I might have drawn the line, but I used to be no better in my day-to-day dealings with the women I used to have on quick dial.

And then I had the audacity to tell her that she wasn’t ready five years ago where it was really me.

These lies we tell ourselves because we’re not ready to face our true selves in the mirror…

At the time I hadn’t been ready for this woman and everything she gives when loving a person.

Nobody is worthy of her. Least of all me.

“It’s okay, babes. Nobody would guess that from watching the video,” I whisper my weak platitudes because I can’t offer her anything more. “Is this why you got restructured?”

“No. Maybe? Probably? We never discussed it at all. Not even Sheila knows the full story,” she mutters, her voice muffled against my chest. Then she perches up, blinks at me with red-rimmed eyes, her nose all snotty, but a smile teasing her lips.

“You have to admit it is funny. At St Chalamet I got fired for sleeping with management, and with Beaumont it is a freaking requirement.”

I smile back but now I get it. It all makes sense now, why she’s been freaked out by this whole fake engagement situation.

She drops her head to my chest with a deprecating chuckle, wipes her nose on my T-shirt, and clings to me. “I need to be octopused.”

“Yes, you do,” I say with a silly grin as I wrap her in my arms, weave her legs with mine, trapping her so close that we’re one body with eight limbs.

Eventually her breathing evens out as she calms, and I loosen my hug so I can play with her hair.

Rain dances on the roof and the fresh scent of wet earth and the cool shift of air that comes with it are so welcome after weeks of solid, humid heat.

It’s only when Lexi’s hand slips from where she’d been resting it against my chest that I realize she’s fallen asleep.

Sweet angel. It’s way too early to go to bed, but I’m not surprised.

She’s emotionally exhausted. She tries to be brave and upbeat, but the past few days have been a wringer.

Even sweeter though is that she was relaxed and comfortable enough with me to fall asleep like this.

We do this every night now, but this time it’s different.

She felt safe in my arms. I blink, my Adam’s apple scraping as I swallow.

That feeling of safety goes both ways. I’ve never told anybody about that week in the Caymans.

Is this what being married is like when it’s done right?

I close my eyes, savoring the moment of being this close to her as the rain gradually tapers off. When she stirs with a deep inhale and soft snore, I smile into her hair. Her hand snakes to my side as her head lolls over my arm.

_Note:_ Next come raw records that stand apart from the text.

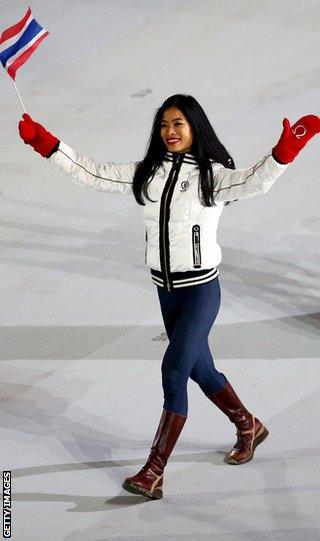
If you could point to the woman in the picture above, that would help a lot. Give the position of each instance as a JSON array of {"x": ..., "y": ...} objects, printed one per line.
[{"x": 183, "y": 182}]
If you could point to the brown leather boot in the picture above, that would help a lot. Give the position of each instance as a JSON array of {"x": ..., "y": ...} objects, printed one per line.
[
  {"x": 250, "y": 431},
  {"x": 149, "y": 480}
]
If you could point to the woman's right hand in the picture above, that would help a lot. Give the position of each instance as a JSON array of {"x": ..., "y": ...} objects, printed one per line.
[
  {"x": 294, "y": 138},
  {"x": 37, "y": 136}
]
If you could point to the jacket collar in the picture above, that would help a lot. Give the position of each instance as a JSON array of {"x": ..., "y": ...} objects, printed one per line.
[{"x": 187, "y": 157}]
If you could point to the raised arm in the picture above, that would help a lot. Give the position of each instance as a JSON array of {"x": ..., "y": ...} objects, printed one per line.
[
  {"x": 231, "y": 184},
  {"x": 106, "y": 177}
]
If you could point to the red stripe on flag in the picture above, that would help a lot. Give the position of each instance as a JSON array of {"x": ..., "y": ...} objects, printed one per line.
[
  {"x": 24, "y": 57},
  {"x": 15, "y": 29}
]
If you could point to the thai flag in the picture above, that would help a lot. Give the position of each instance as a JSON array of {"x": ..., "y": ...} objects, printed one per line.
[{"x": 18, "y": 42}]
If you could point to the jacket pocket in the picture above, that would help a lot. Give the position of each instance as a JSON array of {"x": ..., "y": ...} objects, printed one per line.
[
  {"x": 196, "y": 248},
  {"x": 146, "y": 248}
]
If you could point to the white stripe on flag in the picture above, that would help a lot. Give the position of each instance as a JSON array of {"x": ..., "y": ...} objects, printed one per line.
[
  {"x": 6, "y": 44},
  {"x": 21, "y": 51}
]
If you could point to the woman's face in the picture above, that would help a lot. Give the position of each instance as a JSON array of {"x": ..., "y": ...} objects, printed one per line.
[{"x": 176, "y": 131}]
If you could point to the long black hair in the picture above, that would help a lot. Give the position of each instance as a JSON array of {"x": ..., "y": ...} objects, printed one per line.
[{"x": 205, "y": 145}]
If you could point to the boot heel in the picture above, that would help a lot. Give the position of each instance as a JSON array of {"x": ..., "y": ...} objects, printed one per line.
[{"x": 260, "y": 437}]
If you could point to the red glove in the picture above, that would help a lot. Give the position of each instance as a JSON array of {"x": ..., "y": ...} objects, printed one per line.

“Did I fall asleep?” she murmurs in a bit of a daze.

“Mm-hmm. Just a catnap.”

Lexi snuggles in, and my heart breaks into a thousand pieces. This is a moment in time I’ll never have again.

“The rain’s almost stopped,” she murmurs as she trails a foot over my calf and down to my ankle. “And you have sandy feet.”

“So do you,” I say with a chuckle.

“All that rain splatter as I rushed home along the beach.” Her lips brush up my neck, and I suppress the neediness in my groin as I splay my fingers over her ass and tug her close, wanting the pressure of her pussy against my budding erection.

Lexi trails her fingers through my hair and pulls me down for a kiss, soft and slow.

“Do you think I should go check in on the guests?” she asks as she pulls away for a breath. “Dinner is probably almost done, and it would be a good time.”

“No.” My fingers find their way underneath her shirt to her breast. “I think you should be a good little honeymooner for once, like all our guests, and stay right here in bed.”

“Honeymoon, hmm?” she hums. “Tristan Martinelli, I’ll let you know that I fake only one thing at a time with you.”

I smile and dip my head to kiss her. Yes, Lexi is as honest and true as it gets. Nothing between us has been fake—except our engagement, and that is starting to freak me out. Not because of the engagement lie, but because lately I’ve been wondering what it would take to make it all real.